BRITISH STANDARD / LAGOS EXCEPTION
Idumagbo Avenue / Plan, Welwyn Garden City
LSPD Permissible Setbacks / Plan, Ikoyi
Town and County Planning Act, 1946
Lagos State Physical Planning and Development Regulation 15: Permissible Setbacks
The NTCP Act of 1946 was the first Planning Act in Nigeria, and was based upon the British Town and Country Planning Act of 1932. It remains the basis of Planning regulation in Nigeria, establishing Lagos as a ‘Garden City’. It was the first act that empowered government to condemn existing buildings, empowering processes of slum clearance and reclamation already underway through the Lagos Executive Development Board. The most decisive LTC regulations for urban design in Lagos was that not more than 50% of a site should be covered for residential purposes or 70% for other uses, and that an air space of 5’6” be left round a single storey building other than a 3’-6” boundary wall in front of the building line is allowed.

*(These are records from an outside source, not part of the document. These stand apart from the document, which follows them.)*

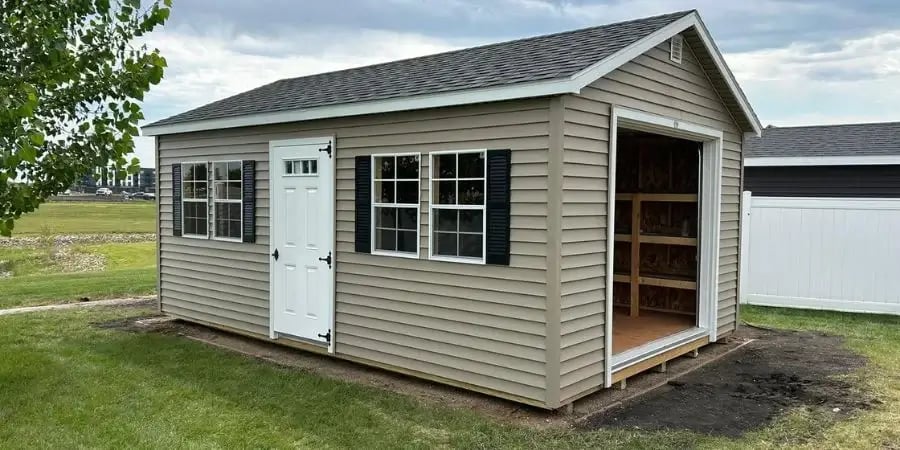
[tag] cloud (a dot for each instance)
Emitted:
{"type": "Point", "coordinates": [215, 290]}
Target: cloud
{"type": "Point", "coordinates": [203, 67]}
{"type": "Point", "coordinates": [800, 61]}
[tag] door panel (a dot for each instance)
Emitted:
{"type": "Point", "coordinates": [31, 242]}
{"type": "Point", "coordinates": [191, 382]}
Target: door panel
{"type": "Point", "coordinates": [302, 296]}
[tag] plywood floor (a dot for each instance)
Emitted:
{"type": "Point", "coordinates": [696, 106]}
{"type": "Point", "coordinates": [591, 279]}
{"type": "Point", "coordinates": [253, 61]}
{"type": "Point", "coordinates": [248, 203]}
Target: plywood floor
{"type": "Point", "coordinates": [630, 332]}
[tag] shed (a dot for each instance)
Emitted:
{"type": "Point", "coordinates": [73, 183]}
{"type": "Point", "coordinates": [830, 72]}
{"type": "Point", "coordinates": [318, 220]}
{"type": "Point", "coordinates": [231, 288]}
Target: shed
{"type": "Point", "coordinates": [822, 204]}
{"type": "Point", "coordinates": [535, 219]}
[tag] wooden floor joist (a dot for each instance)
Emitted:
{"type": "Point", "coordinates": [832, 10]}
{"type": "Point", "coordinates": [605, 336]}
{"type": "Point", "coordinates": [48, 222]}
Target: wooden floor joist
{"type": "Point", "coordinates": [657, 360]}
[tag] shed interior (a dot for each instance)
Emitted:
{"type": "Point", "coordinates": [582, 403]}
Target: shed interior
{"type": "Point", "coordinates": [655, 257]}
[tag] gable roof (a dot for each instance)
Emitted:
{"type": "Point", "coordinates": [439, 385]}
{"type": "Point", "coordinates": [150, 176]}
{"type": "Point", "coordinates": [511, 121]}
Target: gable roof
{"type": "Point", "coordinates": [552, 64]}
{"type": "Point", "coordinates": [864, 143]}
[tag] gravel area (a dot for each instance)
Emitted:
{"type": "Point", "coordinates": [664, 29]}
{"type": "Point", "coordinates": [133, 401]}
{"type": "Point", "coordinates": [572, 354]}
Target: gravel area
{"type": "Point", "coordinates": [65, 240]}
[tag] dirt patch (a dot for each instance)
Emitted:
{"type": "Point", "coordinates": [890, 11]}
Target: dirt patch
{"type": "Point", "coordinates": [747, 389]}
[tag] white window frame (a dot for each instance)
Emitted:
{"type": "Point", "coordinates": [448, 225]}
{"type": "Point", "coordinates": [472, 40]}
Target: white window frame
{"type": "Point", "coordinates": [432, 229]}
{"type": "Point", "coordinates": [214, 227]}
{"type": "Point", "coordinates": [374, 231]}
{"type": "Point", "coordinates": [194, 200]}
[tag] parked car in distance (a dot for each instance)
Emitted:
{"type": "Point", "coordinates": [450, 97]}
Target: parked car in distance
{"type": "Point", "coordinates": [143, 196]}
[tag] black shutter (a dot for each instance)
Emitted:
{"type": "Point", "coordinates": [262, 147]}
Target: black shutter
{"type": "Point", "coordinates": [364, 204]}
{"type": "Point", "coordinates": [498, 198]}
{"type": "Point", "coordinates": [176, 199]}
{"type": "Point", "coordinates": [248, 175]}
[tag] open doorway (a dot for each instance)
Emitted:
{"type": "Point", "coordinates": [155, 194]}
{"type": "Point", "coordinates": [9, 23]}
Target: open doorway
{"type": "Point", "coordinates": [657, 226]}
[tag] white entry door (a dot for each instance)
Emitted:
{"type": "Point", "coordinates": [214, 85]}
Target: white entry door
{"type": "Point", "coordinates": [302, 238]}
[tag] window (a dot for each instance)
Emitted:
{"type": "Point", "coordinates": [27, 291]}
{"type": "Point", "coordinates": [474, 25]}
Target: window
{"type": "Point", "coordinates": [227, 196]}
{"type": "Point", "coordinates": [458, 191]}
{"type": "Point", "coordinates": [395, 204]}
{"type": "Point", "coordinates": [194, 199]}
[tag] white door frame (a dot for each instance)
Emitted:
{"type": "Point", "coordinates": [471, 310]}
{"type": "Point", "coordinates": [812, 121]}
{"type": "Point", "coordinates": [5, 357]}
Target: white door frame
{"type": "Point", "coordinates": [328, 184]}
{"type": "Point", "coordinates": [710, 204]}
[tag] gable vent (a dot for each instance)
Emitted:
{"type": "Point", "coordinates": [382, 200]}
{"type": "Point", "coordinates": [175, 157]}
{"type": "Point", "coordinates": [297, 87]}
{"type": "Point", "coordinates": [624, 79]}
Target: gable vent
{"type": "Point", "coordinates": [676, 49]}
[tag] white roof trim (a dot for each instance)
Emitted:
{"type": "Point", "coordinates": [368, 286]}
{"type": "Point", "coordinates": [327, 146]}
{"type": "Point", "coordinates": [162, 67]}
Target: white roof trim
{"type": "Point", "coordinates": [775, 161]}
{"type": "Point", "coordinates": [571, 85]}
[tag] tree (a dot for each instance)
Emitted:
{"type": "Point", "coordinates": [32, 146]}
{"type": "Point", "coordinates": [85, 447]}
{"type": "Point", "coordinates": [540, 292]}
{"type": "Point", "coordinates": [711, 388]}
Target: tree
{"type": "Point", "coordinates": [71, 81]}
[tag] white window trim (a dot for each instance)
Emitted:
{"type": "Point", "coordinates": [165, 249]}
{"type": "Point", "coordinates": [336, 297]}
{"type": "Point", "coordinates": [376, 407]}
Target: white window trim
{"type": "Point", "coordinates": [432, 206]}
{"type": "Point", "coordinates": [301, 174]}
{"type": "Point", "coordinates": [396, 254]}
{"type": "Point", "coordinates": [194, 200]}
{"type": "Point", "coordinates": [710, 197]}
{"type": "Point", "coordinates": [214, 227]}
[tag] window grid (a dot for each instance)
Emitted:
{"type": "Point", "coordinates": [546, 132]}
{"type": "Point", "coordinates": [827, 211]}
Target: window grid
{"type": "Point", "coordinates": [437, 209]}
{"type": "Point", "coordinates": [194, 218]}
{"type": "Point", "coordinates": [380, 205]}
{"type": "Point", "coordinates": [225, 225]}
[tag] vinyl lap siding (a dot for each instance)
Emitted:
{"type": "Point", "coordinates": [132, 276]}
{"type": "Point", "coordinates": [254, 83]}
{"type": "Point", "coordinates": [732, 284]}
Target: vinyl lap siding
{"type": "Point", "coordinates": [482, 326]}
{"type": "Point", "coordinates": [583, 259]}
{"type": "Point", "coordinates": [654, 84]}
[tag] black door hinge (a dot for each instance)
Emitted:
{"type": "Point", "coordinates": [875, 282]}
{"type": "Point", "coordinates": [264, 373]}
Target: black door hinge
{"type": "Point", "coordinates": [327, 259]}
{"type": "Point", "coordinates": [327, 149]}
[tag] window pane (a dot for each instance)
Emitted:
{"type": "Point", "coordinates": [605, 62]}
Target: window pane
{"type": "Point", "coordinates": [444, 192]}
{"type": "Point", "coordinates": [200, 189]}
{"type": "Point", "coordinates": [407, 241]}
{"type": "Point", "coordinates": [386, 240]}
{"type": "Point", "coordinates": [234, 170]}
{"type": "Point", "coordinates": [445, 166]}
{"type": "Point", "coordinates": [446, 219]}
{"type": "Point", "coordinates": [196, 172]}
{"type": "Point", "coordinates": [408, 167]}
{"type": "Point", "coordinates": [471, 192]}
{"type": "Point", "coordinates": [407, 219]}
{"type": "Point", "coordinates": [220, 171]}
{"type": "Point", "coordinates": [470, 245]}
{"type": "Point", "coordinates": [471, 221]}
{"type": "Point", "coordinates": [386, 217]}
{"type": "Point", "coordinates": [384, 191]}
{"type": "Point", "coordinates": [471, 165]}
{"type": "Point", "coordinates": [446, 244]}
{"type": "Point", "coordinates": [408, 192]}
{"type": "Point", "coordinates": [234, 190]}
{"type": "Point", "coordinates": [384, 167]}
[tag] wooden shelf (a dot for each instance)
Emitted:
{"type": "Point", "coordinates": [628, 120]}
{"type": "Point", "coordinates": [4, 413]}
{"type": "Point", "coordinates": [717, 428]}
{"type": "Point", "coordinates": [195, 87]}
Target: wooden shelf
{"type": "Point", "coordinates": [657, 281]}
{"type": "Point", "coordinates": [683, 198]}
{"type": "Point", "coordinates": [650, 308]}
{"type": "Point", "coordinates": [658, 239]}
{"type": "Point", "coordinates": [668, 282]}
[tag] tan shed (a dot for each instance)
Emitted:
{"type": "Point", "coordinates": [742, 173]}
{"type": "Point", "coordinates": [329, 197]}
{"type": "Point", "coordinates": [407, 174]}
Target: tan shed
{"type": "Point", "coordinates": [536, 219]}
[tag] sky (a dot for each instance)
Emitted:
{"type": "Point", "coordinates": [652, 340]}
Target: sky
{"type": "Point", "coordinates": [800, 62]}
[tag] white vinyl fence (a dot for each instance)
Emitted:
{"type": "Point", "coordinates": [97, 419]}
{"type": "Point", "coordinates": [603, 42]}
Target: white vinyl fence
{"type": "Point", "coordinates": [821, 253]}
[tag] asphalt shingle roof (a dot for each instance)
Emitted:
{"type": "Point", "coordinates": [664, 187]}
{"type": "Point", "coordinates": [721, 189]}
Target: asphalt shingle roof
{"type": "Point", "coordinates": [864, 139]}
{"type": "Point", "coordinates": [542, 58]}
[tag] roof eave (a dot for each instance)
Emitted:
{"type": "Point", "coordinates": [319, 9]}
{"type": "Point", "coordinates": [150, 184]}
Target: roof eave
{"type": "Point", "coordinates": [797, 161]}
{"type": "Point", "coordinates": [573, 84]}
{"type": "Point", "coordinates": [453, 98]}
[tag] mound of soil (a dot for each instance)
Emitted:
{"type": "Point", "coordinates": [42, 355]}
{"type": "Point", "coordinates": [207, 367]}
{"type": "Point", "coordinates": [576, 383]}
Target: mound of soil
{"type": "Point", "coordinates": [747, 389]}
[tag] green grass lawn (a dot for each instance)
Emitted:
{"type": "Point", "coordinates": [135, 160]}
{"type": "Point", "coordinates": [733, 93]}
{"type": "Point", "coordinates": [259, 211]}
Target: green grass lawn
{"type": "Point", "coordinates": [130, 270]}
{"type": "Point", "coordinates": [88, 218]}
{"type": "Point", "coordinates": [68, 384]}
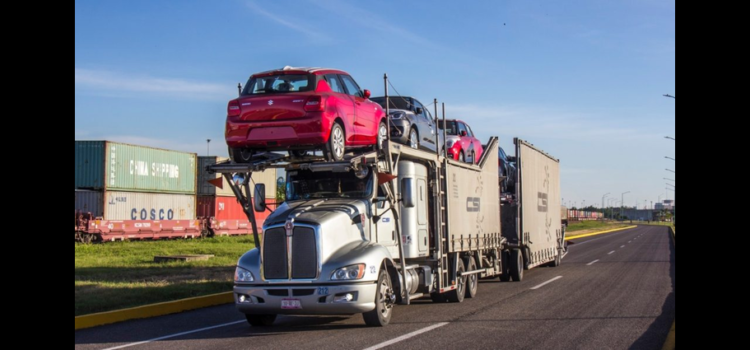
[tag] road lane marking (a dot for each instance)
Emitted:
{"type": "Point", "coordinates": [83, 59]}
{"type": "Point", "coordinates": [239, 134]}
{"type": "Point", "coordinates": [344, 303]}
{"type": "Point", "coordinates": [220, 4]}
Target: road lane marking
{"type": "Point", "coordinates": [546, 283]}
{"type": "Point", "coordinates": [406, 336]}
{"type": "Point", "coordinates": [175, 335]}
{"type": "Point", "coordinates": [596, 239]}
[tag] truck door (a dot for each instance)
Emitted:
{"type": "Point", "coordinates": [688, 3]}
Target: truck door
{"type": "Point", "coordinates": [422, 236]}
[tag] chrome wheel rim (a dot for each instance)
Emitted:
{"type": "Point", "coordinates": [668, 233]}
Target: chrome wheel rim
{"type": "Point", "coordinates": [338, 143]}
{"type": "Point", "coordinates": [414, 139]}
{"type": "Point", "coordinates": [384, 300]}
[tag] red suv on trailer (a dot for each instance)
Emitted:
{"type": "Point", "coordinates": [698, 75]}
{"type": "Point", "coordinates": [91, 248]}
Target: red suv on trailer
{"type": "Point", "coordinates": [300, 109]}
{"type": "Point", "coordinates": [460, 141]}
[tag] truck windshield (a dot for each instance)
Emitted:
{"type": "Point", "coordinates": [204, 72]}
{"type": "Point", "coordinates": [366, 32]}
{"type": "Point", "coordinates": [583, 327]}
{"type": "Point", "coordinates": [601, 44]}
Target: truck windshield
{"type": "Point", "coordinates": [305, 184]}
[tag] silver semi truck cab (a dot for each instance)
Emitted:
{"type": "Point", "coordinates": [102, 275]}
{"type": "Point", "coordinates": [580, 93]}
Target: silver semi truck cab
{"type": "Point", "coordinates": [322, 251]}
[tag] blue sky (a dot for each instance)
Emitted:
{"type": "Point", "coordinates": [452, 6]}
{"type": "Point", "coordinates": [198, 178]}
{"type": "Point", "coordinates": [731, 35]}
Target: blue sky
{"type": "Point", "coordinates": [581, 79]}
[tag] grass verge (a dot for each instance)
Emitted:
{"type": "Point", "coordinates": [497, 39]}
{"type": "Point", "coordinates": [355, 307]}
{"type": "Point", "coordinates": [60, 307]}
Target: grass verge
{"type": "Point", "coordinates": [119, 275]}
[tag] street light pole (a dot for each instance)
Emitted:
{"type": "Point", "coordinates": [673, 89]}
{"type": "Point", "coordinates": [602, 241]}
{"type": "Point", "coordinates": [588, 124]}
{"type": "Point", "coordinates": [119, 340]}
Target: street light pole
{"type": "Point", "coordinates": [604, 196]}
{"type": "Point", "coordinates": [622, 202]}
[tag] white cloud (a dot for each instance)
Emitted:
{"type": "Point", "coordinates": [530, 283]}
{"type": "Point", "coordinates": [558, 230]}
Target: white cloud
{"type": "Point", "coordinates": [108, 81]}
{"type": "Point", "coordinates": [546, 123]}
{"type": "Point", "coordinates": [296, 26]}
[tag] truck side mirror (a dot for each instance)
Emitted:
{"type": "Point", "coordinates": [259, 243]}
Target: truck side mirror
{"type": "Point", "coordinates": [407, 192]}
{"type": "Point", "coordinates": [259, 200]}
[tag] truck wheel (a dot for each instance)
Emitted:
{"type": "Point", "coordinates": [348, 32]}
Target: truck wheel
{"type": "Point", "coordinates": [261, 320]}
{"type": "Point", "coordinates": [472, 281]}
{"type": "Point", "coordinates": [381, 315]}
{"type": "Point", "coordinates": [516, 265]}
{"type": "Point", "coordinates": [505, 277]}
{"type": "Point", "coordinates": [457, 295]}
{"type": "Point", "coordinates": [337, 143]}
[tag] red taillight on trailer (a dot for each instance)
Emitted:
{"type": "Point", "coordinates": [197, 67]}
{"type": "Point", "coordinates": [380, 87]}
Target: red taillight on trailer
{"type": "Point", "coordinates": [315, 104]}
{"type": "Point", "coordinates": [233, 110]}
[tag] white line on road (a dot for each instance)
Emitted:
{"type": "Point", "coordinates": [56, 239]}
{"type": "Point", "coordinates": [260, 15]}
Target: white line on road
{"type": "Point", "coordinates": [406, 336]}
{"type": "Point", "coordinates": [546, 283]}
{"type": "Point", "coordinates": [175, 335]}
{"type": "Point", "coordinates": [596, 239]}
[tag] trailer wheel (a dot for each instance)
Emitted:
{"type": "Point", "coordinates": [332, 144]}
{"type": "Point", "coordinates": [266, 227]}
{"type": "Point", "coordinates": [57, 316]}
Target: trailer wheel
{"type": "Point", "coordinates": [437, 297]}
{"type": "Point", "coordinates": [384, 299]}
{"type": "Point", "coordinates": [261, 320]}
{"type": "Point", "coordinates": [505, 277]}
{"type": "Point", "coordinates": [457, 295]}
{"type": "Point", "coordinates": [516, 265]}
{"type": "Point", "coordinates": [337, 143]}
{"type": "Point", "coordinates": [472, 281]}
{"type": "Point", "coordinates": [558, 259]}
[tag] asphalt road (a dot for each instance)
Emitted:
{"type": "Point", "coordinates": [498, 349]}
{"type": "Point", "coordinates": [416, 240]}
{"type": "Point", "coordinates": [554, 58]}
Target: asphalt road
{"type": "Point", "coordinates": [614, 291]}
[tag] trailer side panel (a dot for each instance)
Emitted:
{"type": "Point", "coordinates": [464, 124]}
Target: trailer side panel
{"type": "Point", "coordinates": [540, 223]}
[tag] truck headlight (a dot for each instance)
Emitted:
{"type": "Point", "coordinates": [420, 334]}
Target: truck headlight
{"type": "Point", "coordinates": [242, 275]}
{"type": "Point", "coordinates": [352, 272]}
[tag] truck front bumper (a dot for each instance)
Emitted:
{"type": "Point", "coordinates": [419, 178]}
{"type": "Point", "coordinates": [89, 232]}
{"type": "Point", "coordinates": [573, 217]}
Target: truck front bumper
{"type": "Point", "coordinates": [320, 299]}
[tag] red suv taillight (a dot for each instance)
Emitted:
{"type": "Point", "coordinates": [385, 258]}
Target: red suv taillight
{"type": "Point", "coordinates": [233, 110]}
{"type": "Point", "coordinates": [315, 103]}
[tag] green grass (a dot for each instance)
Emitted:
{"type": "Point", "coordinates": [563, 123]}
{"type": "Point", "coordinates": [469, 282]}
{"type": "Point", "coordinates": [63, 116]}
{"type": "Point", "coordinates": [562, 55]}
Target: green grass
{"type": "Point", "coordinates": [593, 225]}
{"type": "Point", "coordinates": [118, 275]}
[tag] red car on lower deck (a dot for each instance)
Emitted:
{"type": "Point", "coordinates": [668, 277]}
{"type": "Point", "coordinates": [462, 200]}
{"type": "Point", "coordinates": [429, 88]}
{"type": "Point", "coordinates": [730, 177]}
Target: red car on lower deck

The regulation that continues the prohibition against building up to the legal boundary - first established in 1877 - is LSPPD Regulation 15. This regulation establishes the minimum ‘Permissible Setback for all buildings in Lagos State, ranging from 3 metres generally, 6 metres in Government Residential Areas, and increasing to 9 Metres on Victoria Island, Ikoyi, Ikeja and Lekki. No development is legal within the setback, and it is within the rights of the State to condemn any building within this area of setback. However, this area of setback tends to be occupied by temporary and ad-hoc structures - fences, guards houses and generators, street-kiosks, garden centres and mosques constructed either by the property owner or other forms of informal occupation.